96-Week Data from Gilead's Study 934 Comparing Viread® and Emtriva® to Combivir® Both in Combination with Sustiva® Presented at XVI International AIDS Conference

Business Wire, August 14, 2006

ATRIPLA, Viread and Emtriva are not indicated for the treatment of chronic hepatitis B virus (HBV) infection and the safety and efficacy of these drugs have not been established in patients co-infected with HBV and HIV. Severe acute exacerbations of hepatitis B have been reported in patients who have discontinued Viread or Emtriva (components of ATRIPLA). Hepatic function should be monitored closely with both clinical and laboratory follow-up for at least several months in patients who discontinue ATRIPLA, Viread or Emtriva and are co-infected with HIV and HBV. If appropriate, initiation of anti-hepatitis B therapy may be warranted.

It is important for patients to be aware that anti-HIV medicines including ATRIPLA, Viread and Emtriva do not cure HIV infection or AIDS, nor have they been shown to reduce the risk of transmission of HIV to others.
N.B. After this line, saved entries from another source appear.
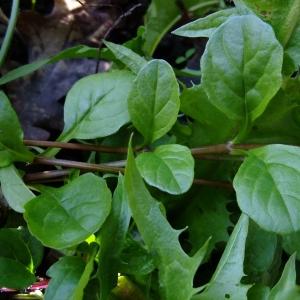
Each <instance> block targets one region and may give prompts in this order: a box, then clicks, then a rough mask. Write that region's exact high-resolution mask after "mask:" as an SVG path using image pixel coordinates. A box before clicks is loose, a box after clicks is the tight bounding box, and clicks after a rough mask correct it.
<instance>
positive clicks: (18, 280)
mask: <svg viewBox="0 0 300 300" xmlns="http://www.w3.org/2000/svg"><path fill="white" fill-rule="evenodd" d="M0 245H2V247H0V286H1V287H4V286H5V287H7V288H25V287H27V286H29V285H30V284H31V283H33V282H34V281H35V276H34V275H33V274H32V272H33V264H32V259H31V254H30V252H29V249H28V247H27V246H26V244H25V243H24V241H23V240H22V238H21V233H20V231H18V230H16V229H1V230H0Z"/></svg>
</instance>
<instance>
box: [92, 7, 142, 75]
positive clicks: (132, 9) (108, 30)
mask: <svg viewBox="0 0 300 300" xmlns="http://www.w3.org/2000/svg"><path fill="white" fill-rule="evenodd" d="M140 6H142V4H141V3H138V4H136V5H133V6H132V7H131V8H130V9H129V10H128V11H126V12H125V13H124V14H122V15H120V16H119V17H118V19H117V20H116V21H115V22H114V23H113V24H112V26H111V27H110V28H109V29H108V30H107V31H106V33H105V35H104V36H103V38H102V39H101V41H100V42H99V46H98V58H97V65H96V70H95V73H98V72H99V67H100V58H101V48H102V45H103V41H104V40H106V39H107V38H108V37H109V35H110V34H111V32H112V31H113V30H114V29H115V28H116V27H117V26H118V25H119V24H120V23H121V21H122V20H123V19H124V18H127V17H128V16H130V15H131V14H132V12H133V11H134V10H135V9H137V8H138V7H140Z"/></svg>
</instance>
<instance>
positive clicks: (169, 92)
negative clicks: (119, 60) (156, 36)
mask: <svg viewBox="0 0 300 300" xmlns="http://www.w3.org/2000/svg"><path fill="white" fill-rule="evenodd" d="M128 108H129V113H130V117H131V121H132V123H133V125H134V126H135V127H136V129H137V130H138V131H139V132H140V133H141V134H142V135H143V136H144V138H145V142H146V143H151V142H153V141H155V140H157V139H158V138H160V137H162V136H163V135H164V134H166V133H167V132H168V131H169V130H170V129H171V127H172V126H173V125H174V123H175V121H176V118H177V114H178V112H179V86H178V83H177V80H176V77H175V74H174V72H173V70H172V68H171V66H170V65H169V64H168V63H167V62H166V61H163V60H152V61H150V62H149V63H148V64H147V65H146V66H145V67H144V68H143V69H142V70H141V71H140V72H139V73H138V75H137V78H136V79H135V80H134V83H133V87H132V90H131V93H130V95H129V98H128Z"/></svg>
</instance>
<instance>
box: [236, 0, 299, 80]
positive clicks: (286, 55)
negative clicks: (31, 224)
mask: <svg viewBox="0 0 300 300" xmlns="http://www.w3.org/2000/svg"><path fill="white" fill-rule="evenodd" d="M242 2H243V3H244V4H246V5H247V7H248V8H250V9H251V10H252V11H253V12H254V13H255V14H257V15H258V16H259V17H260V18H262V19H263V20H264V21H266V22H268V23H270V24H271V25H272V27H273V29H274V31H275V34H276V36H277V38H278V40H279V41H280V43H281V44H282V46H283V47H284V50H285V51H284V56H285V57H284V70H285V71H286V73H287V74H291V73H292V72H294V71H296V70H297V69H298V66H299V65H300V54H299V46H300V1H299V0H286V1H281V0H272V1H269V0H263V1H261V0H243V1H242Z"/></svg>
Additional Important Information About ATRIPLA

ATRIPLA is indicated for use alone as a complete regimen or in combination with other antiretroviral agents for the treatment of HIV-1 infection in adults.
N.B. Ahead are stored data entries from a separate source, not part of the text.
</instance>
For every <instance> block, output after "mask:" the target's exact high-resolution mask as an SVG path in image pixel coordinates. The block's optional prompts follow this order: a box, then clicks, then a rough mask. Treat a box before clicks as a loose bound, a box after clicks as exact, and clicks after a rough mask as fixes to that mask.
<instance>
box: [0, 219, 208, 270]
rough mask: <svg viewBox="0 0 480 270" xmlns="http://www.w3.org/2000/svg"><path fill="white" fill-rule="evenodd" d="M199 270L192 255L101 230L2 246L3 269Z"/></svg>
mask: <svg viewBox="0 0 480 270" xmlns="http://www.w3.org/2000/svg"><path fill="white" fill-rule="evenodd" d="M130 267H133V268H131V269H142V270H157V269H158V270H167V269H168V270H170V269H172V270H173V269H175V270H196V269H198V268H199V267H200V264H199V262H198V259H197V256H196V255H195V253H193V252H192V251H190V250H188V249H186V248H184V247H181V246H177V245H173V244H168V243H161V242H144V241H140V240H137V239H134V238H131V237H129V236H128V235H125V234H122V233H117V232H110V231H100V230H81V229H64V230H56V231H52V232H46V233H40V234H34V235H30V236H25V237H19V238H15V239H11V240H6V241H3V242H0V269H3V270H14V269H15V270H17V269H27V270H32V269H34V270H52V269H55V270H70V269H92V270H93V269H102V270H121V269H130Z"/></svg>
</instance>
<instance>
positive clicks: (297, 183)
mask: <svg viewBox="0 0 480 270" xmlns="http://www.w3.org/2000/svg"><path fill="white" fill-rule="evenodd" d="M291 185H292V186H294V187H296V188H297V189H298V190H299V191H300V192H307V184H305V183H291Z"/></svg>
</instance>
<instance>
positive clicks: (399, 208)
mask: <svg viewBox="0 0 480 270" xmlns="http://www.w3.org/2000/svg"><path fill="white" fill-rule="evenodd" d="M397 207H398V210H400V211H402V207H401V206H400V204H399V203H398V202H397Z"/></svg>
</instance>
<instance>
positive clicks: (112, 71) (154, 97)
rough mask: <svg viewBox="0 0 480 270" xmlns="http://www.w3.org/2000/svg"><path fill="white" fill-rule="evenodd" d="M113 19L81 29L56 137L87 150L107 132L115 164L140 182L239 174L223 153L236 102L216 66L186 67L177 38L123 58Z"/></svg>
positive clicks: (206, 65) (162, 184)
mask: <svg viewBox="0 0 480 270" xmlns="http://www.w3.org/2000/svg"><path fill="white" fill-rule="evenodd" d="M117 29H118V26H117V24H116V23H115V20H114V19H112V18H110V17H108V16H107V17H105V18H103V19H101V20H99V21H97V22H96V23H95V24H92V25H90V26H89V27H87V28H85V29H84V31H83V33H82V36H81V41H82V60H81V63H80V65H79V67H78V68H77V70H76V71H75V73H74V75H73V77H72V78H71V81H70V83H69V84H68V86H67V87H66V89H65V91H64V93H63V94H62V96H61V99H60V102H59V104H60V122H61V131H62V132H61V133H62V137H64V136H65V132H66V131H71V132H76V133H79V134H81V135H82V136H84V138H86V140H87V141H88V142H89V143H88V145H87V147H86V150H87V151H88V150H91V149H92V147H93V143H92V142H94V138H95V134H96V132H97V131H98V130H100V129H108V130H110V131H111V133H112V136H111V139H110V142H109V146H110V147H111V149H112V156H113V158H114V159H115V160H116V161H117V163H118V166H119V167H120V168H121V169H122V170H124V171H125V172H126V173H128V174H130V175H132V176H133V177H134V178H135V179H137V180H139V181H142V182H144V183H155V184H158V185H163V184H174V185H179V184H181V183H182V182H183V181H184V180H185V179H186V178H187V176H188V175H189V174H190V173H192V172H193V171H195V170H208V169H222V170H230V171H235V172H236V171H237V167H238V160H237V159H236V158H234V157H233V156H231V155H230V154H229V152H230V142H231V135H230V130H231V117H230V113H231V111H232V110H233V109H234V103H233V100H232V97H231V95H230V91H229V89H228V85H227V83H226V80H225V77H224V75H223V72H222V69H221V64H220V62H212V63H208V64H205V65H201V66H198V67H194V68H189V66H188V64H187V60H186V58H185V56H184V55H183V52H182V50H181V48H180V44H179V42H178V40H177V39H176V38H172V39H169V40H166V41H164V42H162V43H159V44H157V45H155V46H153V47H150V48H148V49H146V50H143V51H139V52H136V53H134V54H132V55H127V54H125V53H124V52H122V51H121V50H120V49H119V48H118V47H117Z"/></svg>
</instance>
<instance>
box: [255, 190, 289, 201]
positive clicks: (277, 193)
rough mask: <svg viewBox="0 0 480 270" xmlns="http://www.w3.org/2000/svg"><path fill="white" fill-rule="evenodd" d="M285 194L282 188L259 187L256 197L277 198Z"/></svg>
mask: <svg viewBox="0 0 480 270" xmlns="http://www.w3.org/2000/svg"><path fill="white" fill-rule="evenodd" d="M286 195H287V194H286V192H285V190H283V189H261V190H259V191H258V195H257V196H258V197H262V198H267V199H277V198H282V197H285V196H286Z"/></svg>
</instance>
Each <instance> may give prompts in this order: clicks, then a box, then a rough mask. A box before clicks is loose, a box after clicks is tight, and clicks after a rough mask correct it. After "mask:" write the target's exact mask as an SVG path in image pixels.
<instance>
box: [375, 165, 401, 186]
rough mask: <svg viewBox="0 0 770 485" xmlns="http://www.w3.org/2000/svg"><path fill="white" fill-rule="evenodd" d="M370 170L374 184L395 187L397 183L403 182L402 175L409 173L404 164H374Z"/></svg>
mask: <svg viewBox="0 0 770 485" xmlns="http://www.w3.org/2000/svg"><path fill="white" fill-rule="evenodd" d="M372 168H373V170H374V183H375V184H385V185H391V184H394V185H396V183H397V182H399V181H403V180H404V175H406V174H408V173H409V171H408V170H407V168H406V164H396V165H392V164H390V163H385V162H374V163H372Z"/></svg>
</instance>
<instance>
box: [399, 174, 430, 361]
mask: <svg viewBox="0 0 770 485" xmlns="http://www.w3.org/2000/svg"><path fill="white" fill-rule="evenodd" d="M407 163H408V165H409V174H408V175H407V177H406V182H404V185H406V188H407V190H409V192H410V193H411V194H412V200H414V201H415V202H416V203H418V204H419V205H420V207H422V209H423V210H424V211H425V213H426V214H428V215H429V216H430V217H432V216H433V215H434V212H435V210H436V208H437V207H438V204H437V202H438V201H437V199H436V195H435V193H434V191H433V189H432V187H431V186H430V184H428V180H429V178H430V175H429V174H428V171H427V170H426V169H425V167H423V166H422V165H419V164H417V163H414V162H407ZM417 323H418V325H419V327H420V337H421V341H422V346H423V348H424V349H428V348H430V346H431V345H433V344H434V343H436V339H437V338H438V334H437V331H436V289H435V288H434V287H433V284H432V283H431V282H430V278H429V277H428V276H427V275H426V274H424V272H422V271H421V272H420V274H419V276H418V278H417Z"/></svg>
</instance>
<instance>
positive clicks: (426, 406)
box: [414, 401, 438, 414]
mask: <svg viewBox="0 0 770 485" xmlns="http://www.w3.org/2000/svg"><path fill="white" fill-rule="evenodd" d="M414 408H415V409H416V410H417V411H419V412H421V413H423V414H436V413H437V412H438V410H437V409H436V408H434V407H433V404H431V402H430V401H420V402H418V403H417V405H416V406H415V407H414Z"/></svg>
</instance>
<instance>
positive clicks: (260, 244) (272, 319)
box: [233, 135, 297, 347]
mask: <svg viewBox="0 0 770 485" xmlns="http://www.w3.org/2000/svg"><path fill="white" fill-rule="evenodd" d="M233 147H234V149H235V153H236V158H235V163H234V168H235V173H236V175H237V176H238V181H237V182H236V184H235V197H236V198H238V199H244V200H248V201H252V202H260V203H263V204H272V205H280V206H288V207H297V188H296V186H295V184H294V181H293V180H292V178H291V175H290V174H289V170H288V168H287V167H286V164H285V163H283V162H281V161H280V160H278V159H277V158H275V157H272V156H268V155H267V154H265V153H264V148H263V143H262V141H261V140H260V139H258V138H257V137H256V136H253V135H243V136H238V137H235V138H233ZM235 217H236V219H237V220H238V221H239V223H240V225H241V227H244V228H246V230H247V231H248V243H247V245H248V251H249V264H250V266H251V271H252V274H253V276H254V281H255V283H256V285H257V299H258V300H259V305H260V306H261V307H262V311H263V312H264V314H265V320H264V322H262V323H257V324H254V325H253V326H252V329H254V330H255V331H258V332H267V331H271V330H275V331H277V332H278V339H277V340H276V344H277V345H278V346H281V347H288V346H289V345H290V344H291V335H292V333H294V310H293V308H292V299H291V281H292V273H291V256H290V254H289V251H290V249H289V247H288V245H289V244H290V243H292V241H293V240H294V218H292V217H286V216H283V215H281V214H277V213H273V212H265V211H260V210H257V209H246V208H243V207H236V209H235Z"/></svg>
ATRIPLA is contraindicated for use with astemizole, cisapride, midazolam, triazolam, ergot derivatives, or voriconazole. Concomitant use of ATRIPLA and St. John's wort (Hypericum perforatum) or St. John's wort-containing products is not recommended. Since ATRIPLA contains efavirenz, emtricitabine and tenofovir disoproxil fumarate, it should not be coadministered with Sustiva, Emtriva, Viread, or Truvada. Due to similarities between emtricitabine and lamivudine, ATRIPLA should not be coadministered with drugs containing lamivudine, including Combivir, Epivir(R), Epivir-HBV(R), Epzicom(TM), or Trizivir(R).
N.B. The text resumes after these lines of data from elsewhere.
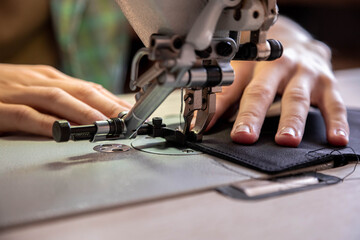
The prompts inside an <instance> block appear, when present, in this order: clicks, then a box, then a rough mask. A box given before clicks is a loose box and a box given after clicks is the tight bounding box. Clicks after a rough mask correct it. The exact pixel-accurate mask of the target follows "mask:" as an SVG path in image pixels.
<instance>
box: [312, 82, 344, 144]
mask: <svg viewBox="0 0 360 240" xmlns="http://www.w3.org/2000/svg"><path fill="white" fill-rule="evenodd" d="M319 108H320V111H321V113H322V115H323V117H324V120H325V124H326V132H327V140H328V142H329V143H330V144H331V145H334V146H345V145H347V144H348V142H349V133H350V132H349V124H348V121H347V114H346V107H345V105H344V103H343V100H342V98H341V96H340V93H339V91H338V90H337V88H336V87H334V86H333V85H329V86H327V87H325V89H324V90H323V95H322V98H321V100H320V103H319Z"/></svg>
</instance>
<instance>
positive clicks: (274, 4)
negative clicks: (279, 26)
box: [117, 0, 278, 140]
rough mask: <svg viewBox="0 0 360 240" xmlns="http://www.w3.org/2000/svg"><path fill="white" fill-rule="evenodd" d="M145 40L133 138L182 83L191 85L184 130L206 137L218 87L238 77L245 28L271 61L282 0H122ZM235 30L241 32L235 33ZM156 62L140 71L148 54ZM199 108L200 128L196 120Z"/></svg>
mask: <svg viewBox="0 0 360 240" xmlns="http://www.w3.org/2000/svg"><path fill="white" fill-rule="evenodd" d="M117 3H118V4H119V6H120V7H121V9H122V10H123V13H124V14H125V16H126V17H127V19H128V20H129V22H130V24H131V25H132V27H133V28H134V30H135V32H136V33H137V34H138V36H139V37H140V39H141V40H142V41H143V43H144V44H145V46H146V48H144V49H141V50H140V51H139V52H138V53H137V54H136V55H135V57H134V60H133V62H132V71H131V83H130V87H131V89H135V88H136V87H139V88H140V89H141V90H140V92H139V93H138V94H137V95H136V100H137V102H136V104H135V105H134V107H133V108H132V109H131V110H130V112H129V113H128V114H127V115H126V116H125V117H124V121H125V125H126V127H127V131H126V133H125V137H132V136H134V135H135V134H136V131H137V129H138V128H139V127H140V126H141V124H143V123H144V121H145V120H146V119H147V118H148V117H149V116H150V115H151V113H153V112H154V111H155V110H156V109H157V107H158V106H159V105H160V104H161V103H162V102H163V101H164V100H165V99H166V97H167V96H168V95H169V94H170V93H171V92H172V91H173V90H175V89H176V88H187V91H186V96H185V109H184V118H185V127H184V129H183V130H184V134H195V135H196V136H197V137H196V138H197V139H199V140H200V139H201V136H202V133H203V132H204V130H205V129H206V127H207V126H208V124H209V122H210V120H211V118H212V117H213V115H214V113H215V103H216V95H215V94H216V92H219V91H221V86H225V85H230V84H232V82H233V81H234V78H235V76H234V70H233V68H232V67H231V65H230V61H231V59H232V58H233V57H234V56H235V54H236V53H237V52H238V49H239V44H240V35H241V32H242V31H250V33H251V34H250V36H249V38H248V41H250V42H251V43H252V44H255V45H256V48H257V52H255V53H254V54H252V55H251V57H252V58H255V59H254V60H266V59H268V58H269V56H270V55H271V47H270V44H269V43H268V42H267V39H266V34H267V31H268V30H269V28H270V26H271V25H272V24H273V23H274V22H275V21H276V18H277V14H278V9H277V6H276V0H182V1H168V0H152V1H143V0H131V1H129V0H117ZM233 33H236V34H235V35H234V34H233ZM144 56H148V58H149V60H150V61H152V62H153V65H152V67H150V68H149V69H147V70H145V71H143V72H144V73H143V74H142V75H141V76H138V72H139V68H140V67H141V66H140V61H141V59H142V57H144ZM195 112H196V119H195V120H194V122H195V125H194V128H193V129H192V130H191V132H190V127H191V121H192V120H193V117H194V113H195Z"/></svg>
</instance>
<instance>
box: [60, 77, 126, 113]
mask: <svg viewBox="0 0 360 240" xmlns="http://www.w3.org/2000/svg"><path fill="white" fill-rule="evenodd" d="M54 85H55V86H57V87H59V88H61V89H63V90H64V91H66V92H67V93H69V94H70V95H72V96H73V97H75V98H77V99H79V100H80V101H82V102H84V103H86V104H87V105H89V106H91V107H92V108H94V109H97V110H98V111H100V112H101V113H103V114H104V115H105V116H107V117H108V118H110V117H116V116H117V115H118V114H119V113H120V112H122V111H128V110H129V104H125V103H122V104H120V103H119V102H118V101H114V100H113V99H112V98H109V97H107V96H106V95H104V94H103V93H101V92H99V91H98V90H97V89H95V88H94V87H92V86H91V85H90V84H86V83H85V84H84V83H83V84H77V83H74V82H71V81H68V82H61V81H55V82H54Z"/></svg>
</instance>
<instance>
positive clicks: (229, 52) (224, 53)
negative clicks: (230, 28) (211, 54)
mask: <svg viewBox="0 0 360 240" xmlns="http://www.w3.org/2000/svg"><path fill="white" fill-rule="evenodd" d="M232 51H233V48H232V46H231V43H229V42H219V43H218V44H216V53H217V54H218V55H220V56H223V57H228V56H229V55H230V54H231V53H232Z"/></svg>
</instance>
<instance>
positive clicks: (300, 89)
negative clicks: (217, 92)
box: [208, 40, 349, 147]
Serious psychiatric adverse experiences, including severe depression (2.4%), suicidal ideation (0.7%), nonfatal suicide attempts (0.5%), aggressive behavior (0.4%), paranoid reactions (0.4%) and manic reactions (0.2%) have been reported in patients treated with efavirenz. In addition to efavirenz, factors identified in a clinical study that were associated with an increase in psychiatric symptoms included a history of injection drug use, psychiatric history and use of psychiatric medication. There have been occasional reports of suicide, delusions and psychosis-like behavior, but it could not be determined if efavirenz was the cause. Patients with serious psychiatric adverse experiences should be evaluated immediately to determine whether the risks of continued therapy outweigh the benefits. Fifty-three percent of patients reported central nervous system symptoms including dizziness (28.1%), insomnia (16.3%), impaired concentration (8.3%), somnolence (7.0%), abnormal dreams (6.2%) and hallucinations (1.2%) when taking efavirenz compared to 25% of patients receiving control regimens. These symptoms usually begin during the first or second day of therapy and generally resolve after the first two to four weeks of therapy. After four weeks of therapy, the prevalence of central nervous system symptoms of at least moderate severity ranged from 5% to 9% in patients treated with regimens containing efavirenz. Nervous system symptoms are not predictive of the less frequent psychiatric symptoms.